First, I would like to state that I have no interest in editorializing on whether the hard alcohol ban is a good or bad thing. I bring the above quote up, however, because it is an example (albeit an extreme one) of a greater problem within the Colby community that the hard alcohol ban has brought to light: a communication breakdown within the Colby community.
As the Assistant News Editor and the Student Government Association beat writer for the Echo last year, I followed all of the administration's, the Campus Culture Working Group's and the SGA's progress toward the hard alcohol ban very closely. I was at all of the meetings and forums that were open to the public. I spoke about the issue extensively with SGA representatives and administrators. I also heard a lot of talk among students about the ban, and quite frankly, a great deal of the students I spoke to about the ban misunderstood the reasons for its inception.
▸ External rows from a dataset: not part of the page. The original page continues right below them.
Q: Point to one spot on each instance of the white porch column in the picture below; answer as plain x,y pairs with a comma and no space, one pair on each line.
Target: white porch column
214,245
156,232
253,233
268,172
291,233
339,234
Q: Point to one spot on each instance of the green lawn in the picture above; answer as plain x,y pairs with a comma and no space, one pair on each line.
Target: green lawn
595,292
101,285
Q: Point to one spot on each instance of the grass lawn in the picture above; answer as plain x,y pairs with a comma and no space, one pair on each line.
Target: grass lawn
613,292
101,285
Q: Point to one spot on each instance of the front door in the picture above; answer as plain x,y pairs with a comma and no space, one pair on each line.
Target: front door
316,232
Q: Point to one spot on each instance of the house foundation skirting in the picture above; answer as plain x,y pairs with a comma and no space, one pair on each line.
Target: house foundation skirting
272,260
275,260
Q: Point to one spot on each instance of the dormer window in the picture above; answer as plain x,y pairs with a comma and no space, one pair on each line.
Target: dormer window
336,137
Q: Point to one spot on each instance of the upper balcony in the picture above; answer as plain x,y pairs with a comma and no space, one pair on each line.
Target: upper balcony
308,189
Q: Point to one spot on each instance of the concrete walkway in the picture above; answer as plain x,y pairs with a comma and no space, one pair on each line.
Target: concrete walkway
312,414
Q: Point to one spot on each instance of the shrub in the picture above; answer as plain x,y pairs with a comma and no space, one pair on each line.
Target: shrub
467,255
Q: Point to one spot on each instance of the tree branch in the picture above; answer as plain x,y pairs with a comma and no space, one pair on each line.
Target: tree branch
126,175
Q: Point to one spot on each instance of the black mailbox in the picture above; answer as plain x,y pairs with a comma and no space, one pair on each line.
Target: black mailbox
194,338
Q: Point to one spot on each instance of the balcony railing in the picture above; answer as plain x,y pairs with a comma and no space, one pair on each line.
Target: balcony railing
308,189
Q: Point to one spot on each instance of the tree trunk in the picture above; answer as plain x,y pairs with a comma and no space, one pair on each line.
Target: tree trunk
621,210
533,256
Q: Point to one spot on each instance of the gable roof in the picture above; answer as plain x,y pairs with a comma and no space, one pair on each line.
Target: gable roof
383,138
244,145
No one I ever spoke to was as far off-target as the blog commenter quoted above, but there was a fair amount of students who didn't understand exactly whom the ban came from, or how the ban fit into the larger issues the CCWG sought to address. That lack of understanding was not a result of failures on the part of the SGA and the administration. The students I spoke to weren't ignorant or unintelligent people by any means. So why is there such a gap in communication between the administration and a significant part of the student body?
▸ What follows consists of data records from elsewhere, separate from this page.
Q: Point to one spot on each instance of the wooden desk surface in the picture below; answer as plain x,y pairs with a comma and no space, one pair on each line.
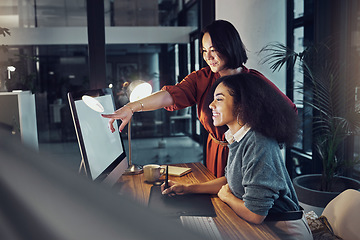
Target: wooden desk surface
229,224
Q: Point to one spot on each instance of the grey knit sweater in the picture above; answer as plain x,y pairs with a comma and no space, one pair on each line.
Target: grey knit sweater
256,173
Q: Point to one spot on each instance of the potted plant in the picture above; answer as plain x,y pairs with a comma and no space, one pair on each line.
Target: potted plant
332,121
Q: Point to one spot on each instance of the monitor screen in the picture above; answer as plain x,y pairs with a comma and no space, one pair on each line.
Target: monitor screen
102,151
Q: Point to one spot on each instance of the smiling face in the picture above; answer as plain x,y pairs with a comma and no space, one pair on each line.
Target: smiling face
211,56
223,109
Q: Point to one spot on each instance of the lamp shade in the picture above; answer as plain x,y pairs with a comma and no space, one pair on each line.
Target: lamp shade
139,89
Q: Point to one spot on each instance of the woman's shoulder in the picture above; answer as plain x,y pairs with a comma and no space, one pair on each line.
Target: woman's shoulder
204,72
257,138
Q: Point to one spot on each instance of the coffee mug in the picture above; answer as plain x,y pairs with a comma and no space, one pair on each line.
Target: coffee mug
152,172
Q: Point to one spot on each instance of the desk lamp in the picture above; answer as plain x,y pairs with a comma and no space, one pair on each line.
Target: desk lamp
136,90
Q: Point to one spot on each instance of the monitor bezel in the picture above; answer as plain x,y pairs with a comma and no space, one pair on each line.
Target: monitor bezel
76,96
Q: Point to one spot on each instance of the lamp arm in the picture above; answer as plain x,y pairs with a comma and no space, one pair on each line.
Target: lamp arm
129,140
155,101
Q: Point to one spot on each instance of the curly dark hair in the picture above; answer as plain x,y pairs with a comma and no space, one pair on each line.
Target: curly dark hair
226,40
261,106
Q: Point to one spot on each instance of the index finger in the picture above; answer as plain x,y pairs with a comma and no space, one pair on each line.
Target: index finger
109,115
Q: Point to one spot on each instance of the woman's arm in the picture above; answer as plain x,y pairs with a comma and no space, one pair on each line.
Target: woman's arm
210,187
238,206
155,101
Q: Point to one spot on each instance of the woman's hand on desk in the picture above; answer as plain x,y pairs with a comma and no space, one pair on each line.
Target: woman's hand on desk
174,189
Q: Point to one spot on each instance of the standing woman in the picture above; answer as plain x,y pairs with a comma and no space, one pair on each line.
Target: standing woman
256,184
225,54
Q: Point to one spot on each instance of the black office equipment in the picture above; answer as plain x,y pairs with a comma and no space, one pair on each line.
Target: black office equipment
103,153
181,205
There is an old Yiddish saying that goes, "to a worm in horseradish, the world is horseradish." It is my belief that all of us at Colby are worms in horseradish. That is not necessarily a bad thing. In fact, I think it can be quite good to a certain extent. Here's an example: my jar of horseradish is the Echo. I've dedicated my Colby career to the Echo. I wake up and think about the Echo, and when I finish my day, either sweet dreams of the Echo lull me to sleep, or terrible nightmares about the Echo torment me (depending, of course, on how much coffee I had to drink that day to fulfill all my editorial duties and how upset my stomach is as a result).
The fact of the matter is, I know most people don't read the Echo all that intently, and there is a large portion of campus that never even picks up the Echo at all. Whenever that fact starts to irk me, I always think of the captain of the field hockey team. I have no idea who this person is. I've never even been to a field hockey game. But that's my point; she probably doesn't know who I am either, but I'm sure she's worked just as hard and given up just as much for field hockey as I have for the Echo. Because that's her jar of horseradish.
I think it's wonderful that Colby has so many great teams and organizations, like the field hockey team or the Echo, to which so many students can devote themselves and benefit from. The example I just gave, however, demonstrates one of the pitfalls of having so many students living together in the same tiny community, who are so intently focused on so many different things. It's easy for everybody to get out of touch, for lines of communication to break.
So at the end of 2009, when the CCWG report that recommended the ban of hard alcohol was made public, some time between midterms and exams, it isn't terribly surprising that not a lot of students took a great deal of notice. By the time we've finished our homework and participated in the extracurricular of our choice, it's hard enough to keep up with what all our friends are doing, let alone the activities of the administration and SGA. On a personal level, it's hard to blame students for staying in their jars of horseradish; students are only here for four years, and "President of the Debate Team" looks a hell of a lot better on a resume than "very attentive to community issues." But there has to be some middle ground between focus on personal development and development of community standards. The obstacle between the Colby community and that middle ground is sustaining everyone's attention, keeping our heads poked out of our respective jars of horseradish long enough for everybody to get on the same wavelength. It's going to take some very bright leaders to get us there.